The Congressional Food Stamp Stunt

Since when are food stamps supposed to constitute someone’s entire food budget? Since some Congressman wanted to do a silly publicity stunt,

“Rep. Tim Ryan (D-Ohio) stood before the refrigerated section of the Safeway on Capitol Hill yesterday and looked longingly at the eggs.

At $1.29 for a half-dozen, he couldn’t afford them.

Ryan and three other members of Congress have pledged to live for one week on $21 worth of food, the amount the average food stamp recipient receives in federal assistance. That’s $3 a day or $1 a meal. They started yesterday.

Rep. Jim McGovern (D-Mass.) and Rep. Jo Ann Emerson (R-Mo.), co-chairmen of the House Hunger Caucus, called on lawmakers to take the “Food Stamp Challenge” to raise awareness of hunger and what they say are inadequate benefits for food stamp recipients. Only two others, Ryan and Janice Schakowsky (D-Ill.), took them up on it.”

There’s welfare, food stamps, free school lunch and breakfast programs, charities, etc., etc.,…but no, let’s pretend that none don’t exist, ignore the fact that the government shouldn’t be in the business of handing out money for food in the first place, and take one program and announce that people can’t pay for their food budget off of it.

Here’s an interesting question: what happened before all these government programs existed? People got by without them, didn’t them? Setting that aside, in a country where food is as cheap and plentiful as it is here, you can confidently say that obesity among the poor in America is a bigger problem than the poor going without food.

In fact, to even come up with statistics claiming that more than some teeny, tiny fraction of Americans go to bed hungry, they have to skew the definitions to include people who aren’t hungry, but are supposedly buying a lower quality of food than they otherwise would have if they had more money.
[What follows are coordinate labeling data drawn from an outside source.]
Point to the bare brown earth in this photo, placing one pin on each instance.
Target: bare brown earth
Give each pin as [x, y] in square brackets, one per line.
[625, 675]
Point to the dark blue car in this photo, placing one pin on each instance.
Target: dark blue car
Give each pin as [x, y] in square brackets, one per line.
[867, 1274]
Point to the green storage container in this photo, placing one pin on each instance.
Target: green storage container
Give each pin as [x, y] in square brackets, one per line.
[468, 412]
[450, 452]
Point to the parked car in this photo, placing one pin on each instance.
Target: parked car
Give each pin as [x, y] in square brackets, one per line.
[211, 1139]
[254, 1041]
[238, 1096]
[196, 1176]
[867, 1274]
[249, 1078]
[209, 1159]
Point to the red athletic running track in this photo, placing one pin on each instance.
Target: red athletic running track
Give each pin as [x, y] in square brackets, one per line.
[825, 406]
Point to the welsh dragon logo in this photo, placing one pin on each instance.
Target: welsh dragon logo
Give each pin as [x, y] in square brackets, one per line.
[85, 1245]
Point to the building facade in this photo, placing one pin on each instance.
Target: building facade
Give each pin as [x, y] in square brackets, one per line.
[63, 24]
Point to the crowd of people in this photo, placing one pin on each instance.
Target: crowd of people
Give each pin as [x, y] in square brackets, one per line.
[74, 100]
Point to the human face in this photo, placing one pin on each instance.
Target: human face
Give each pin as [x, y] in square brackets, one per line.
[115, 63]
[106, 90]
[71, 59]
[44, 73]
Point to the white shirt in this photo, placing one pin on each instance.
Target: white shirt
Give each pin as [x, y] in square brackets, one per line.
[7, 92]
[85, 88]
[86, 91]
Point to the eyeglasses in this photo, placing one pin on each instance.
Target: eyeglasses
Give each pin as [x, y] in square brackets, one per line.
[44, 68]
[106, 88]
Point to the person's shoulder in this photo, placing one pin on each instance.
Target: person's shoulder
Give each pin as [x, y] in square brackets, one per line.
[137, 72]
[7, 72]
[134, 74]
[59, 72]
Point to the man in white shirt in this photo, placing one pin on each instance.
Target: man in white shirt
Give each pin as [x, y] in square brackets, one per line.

So, “If he had $10 to spend instead of two, he would have gotten a nutritious organic meal instead of two items off of McDonald’s dollar menu.” On the other hand, maybe that person would have spent that extra $8 on candy. Who knows? Either way, they are getting food and almost everyone defined as “hungry” in this country is regularly getting enough to eat despite the scare stats you hear.

If you don’t believe that, ask yourself how many Americans starve to death each year (The number will be zero unless there are some bizarre circumstances involved) and then check the number of people who die each year from obesity related problems.

Now, you may be thinking, “Awww, c’mon Hawkins! You shouldn’t protest this! They just want to feed hungry people!” The problem with that sort of thinking is that when it comes to programs like this, too much is NEVER, EVER enough for the socialists in the Democratic Party. You could double the budget of every program designed to feed people, and in two years, the exact same people carping today would be back claiming that these programs were dramatically underfunded. Whether the programs work or don’t, are the best way of spending money our money or not, whether we have a deficit or not, or whether they’re even needed in the first place, doesn’t matter at all. The whole thing comes down to nothing more than, “Voting for this is nice and anyone who doesn’t vote for it is mean!”

Well, I’m content to be “mean” and say that we shouldn’t even be considering increasing the amount of money going to foodstamps when we’re running a budget deficit.